Sanctioned by all groups involved, Town Square is subversive in nature.  It is also an opportunity to interpret the future of the site. One woman asked, “Is he saying that we’re all just flopping around out here, uninterested?” Maybe. Are we becoming uninterested? Can art make us interested? Town Square is not intended to solve any problems, but it does suggest that the lack of public input on developments is a problem. “[The project] is definitely a response,” Saunders said. There are promises of public consultation for Nova Centre’s design, which is a better-late-than-never offer, but an offer nonetheless. Open Projects will begin accepting new proposals this spring.

Adria Young lives in Halifax. 

Photos by Scott Saunders



  1. Interesting article and revealing interview with the artist, Scott Saunders, who should be lauded for his desire to make a bold statement on a highly visible piece of real estate in the Downtown core. Not surprisingly, his project has received mixed reviews and no end of speculation on what it really means. I would suggest that what people interpret the art project to mean says more about their own views, than what Scott intended to say.

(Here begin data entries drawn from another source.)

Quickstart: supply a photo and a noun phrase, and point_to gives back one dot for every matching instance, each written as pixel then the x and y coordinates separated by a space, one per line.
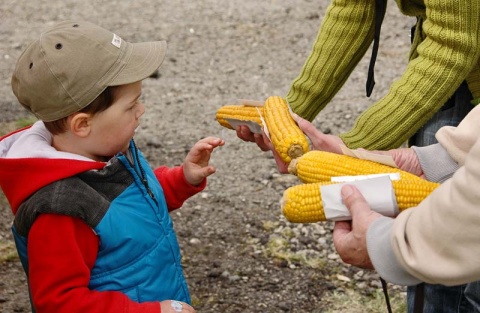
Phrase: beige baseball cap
pixel 73 62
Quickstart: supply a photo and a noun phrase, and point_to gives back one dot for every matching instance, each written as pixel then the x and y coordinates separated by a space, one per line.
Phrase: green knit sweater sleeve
pixel 446 56
pixel 344 37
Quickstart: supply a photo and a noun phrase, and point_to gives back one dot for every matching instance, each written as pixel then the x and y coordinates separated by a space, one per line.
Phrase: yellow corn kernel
pixel 303 203
pixel 238 112
pixel 287 138
pixel 315 166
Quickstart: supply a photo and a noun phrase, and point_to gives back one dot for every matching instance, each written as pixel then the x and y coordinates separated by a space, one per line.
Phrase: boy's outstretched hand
pixel 195 166
pixel 173 306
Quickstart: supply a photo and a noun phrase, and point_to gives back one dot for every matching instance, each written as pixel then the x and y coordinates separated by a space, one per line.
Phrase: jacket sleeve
pixel 445 57
pixel 437 242
pixel 175 186
pixel 61 253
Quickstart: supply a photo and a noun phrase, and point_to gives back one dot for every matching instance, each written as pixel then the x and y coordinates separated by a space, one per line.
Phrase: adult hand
pixel 350 237
pixel 405 158
pixel 173 306
pixel 319 140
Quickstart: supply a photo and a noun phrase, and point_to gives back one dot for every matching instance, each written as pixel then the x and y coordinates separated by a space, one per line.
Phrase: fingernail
pixel 346 191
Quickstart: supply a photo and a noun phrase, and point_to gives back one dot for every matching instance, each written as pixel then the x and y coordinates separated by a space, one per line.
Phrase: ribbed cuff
pixel 381 254
pixel 436 163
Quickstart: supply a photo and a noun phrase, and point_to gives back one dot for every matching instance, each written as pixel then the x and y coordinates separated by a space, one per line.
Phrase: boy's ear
pixel 79 124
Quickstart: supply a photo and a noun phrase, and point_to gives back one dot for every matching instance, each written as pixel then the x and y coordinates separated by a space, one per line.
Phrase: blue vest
pixel 124 204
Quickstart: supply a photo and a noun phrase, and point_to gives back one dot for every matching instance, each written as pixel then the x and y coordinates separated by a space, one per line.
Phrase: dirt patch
pixel 240 254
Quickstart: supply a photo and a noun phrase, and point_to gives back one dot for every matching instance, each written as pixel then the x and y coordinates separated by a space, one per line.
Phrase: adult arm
pixel 61 252
pixel 436 242
pixel 445 57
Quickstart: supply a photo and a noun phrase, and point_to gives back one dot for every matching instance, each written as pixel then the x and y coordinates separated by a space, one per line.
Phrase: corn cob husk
pixel 303 203
pixel 287 138
pixel 238 112
pixel 316 166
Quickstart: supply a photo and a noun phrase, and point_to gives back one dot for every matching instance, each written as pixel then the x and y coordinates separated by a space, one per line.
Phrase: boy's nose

    It is interesting that this story makes rather pointed comments about the “private wheeling and dealing” behind the convention centre and “lack of due public consultation”. Public consultation around the convention centre’s design will come, and has always been part of the mandate established by the province. HRM gave funding to the convention centre, and also were the ones that funded this art project. The private developer gave permission to use the site.

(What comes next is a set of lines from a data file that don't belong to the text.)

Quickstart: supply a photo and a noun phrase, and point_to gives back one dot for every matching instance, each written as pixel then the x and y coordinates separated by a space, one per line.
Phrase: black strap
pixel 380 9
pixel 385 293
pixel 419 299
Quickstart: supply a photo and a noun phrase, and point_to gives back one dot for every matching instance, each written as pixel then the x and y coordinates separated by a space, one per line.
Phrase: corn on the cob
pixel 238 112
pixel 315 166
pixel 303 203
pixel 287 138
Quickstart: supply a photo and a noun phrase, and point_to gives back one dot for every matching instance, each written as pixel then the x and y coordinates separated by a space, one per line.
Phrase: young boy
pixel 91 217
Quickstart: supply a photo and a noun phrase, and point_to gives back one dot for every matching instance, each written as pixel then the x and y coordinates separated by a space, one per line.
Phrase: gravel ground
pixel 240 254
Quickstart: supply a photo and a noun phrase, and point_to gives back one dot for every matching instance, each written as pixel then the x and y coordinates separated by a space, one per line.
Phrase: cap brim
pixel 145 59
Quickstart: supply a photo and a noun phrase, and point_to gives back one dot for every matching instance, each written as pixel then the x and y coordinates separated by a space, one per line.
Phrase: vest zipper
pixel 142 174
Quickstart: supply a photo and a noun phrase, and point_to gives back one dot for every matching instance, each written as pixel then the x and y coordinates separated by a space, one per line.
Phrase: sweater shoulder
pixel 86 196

    So, are developers and the government only to be chided when it’s a real estate deal, not when it’s art?

    Paul MacKinnon
    Executive Director
    Downtown Halifax Business Commission

  2. Mr. MacKinnon,

    thank you for your thoughtful comments. You make very valid and interesting points, and I hope that future public consultation will be of value to the project as a whole. I would only like to say that I think there is a significant difference between privately approving a few thousand dollars for a temporary art installation and a $150 million dollar investment into permanent infrastructure. I don’t mean to ‘chide’ the government; I think Open Projects, as a municipal appendage, is doing great things with public funds, and HRM should be congratulated in that regard. I think that one of these investments deserves much, much more public consultation than the other, however.

    Adria Young

  3. Instead of critiquing the installation I just want to offer up an example of one sort of installation art piece that I think strikes a stronger chord. Artist David Czerny from Prague crafted an installation as a response to the city’s static relationship to the former cite of its Stalin monument. The monument was demolished but the space itself remains unchanged. Worth checking out

  4. I came to Halifax to visit my friends…I am from europe and i traveling a lot but I never saw something like that before!
    Shame for this city (people who controlling this) Halifax should make a lot of money :invest in tourism;–UAE Dubai 25 years ago it was just desert!people there they need few months to build buildings why here(best connection for europe city-Halifax)is different. If no one cant handle this here make changes and get NEW PEOPLE responsible for this and future. I hope in 2012 this city will get some changes…Good Luck and everything best for Halifax

  5. While visiting Halifax I couldn’t help but notice the quaint 1945 city urban planning. What’s Up with the dummies in the vacant city lot? Is that a reflection of the morons running this city. Looks like future planners and private developers are fed up with the incompetence of city hall.
    Sorry but the Mayor has to go! Hire somebody with vision!! The infrastructure sucks, modernization sucks and the downtown core is dead, dead, dead.
    Those who caused the problem are insufficient to solve them..Albert Einstein

    No imagination, no culture, no vision stuck in the 1940’s..OMG
    You people have a gorgeous city with huge potential run by idiots and more idiots like 7-12 years to put up a new building…JOKE FIRE THODE IDIOTS!

    Everyone around the world knows Halifax will double in population in the next 5 years. Does anyone have the vision to lead this city into the future??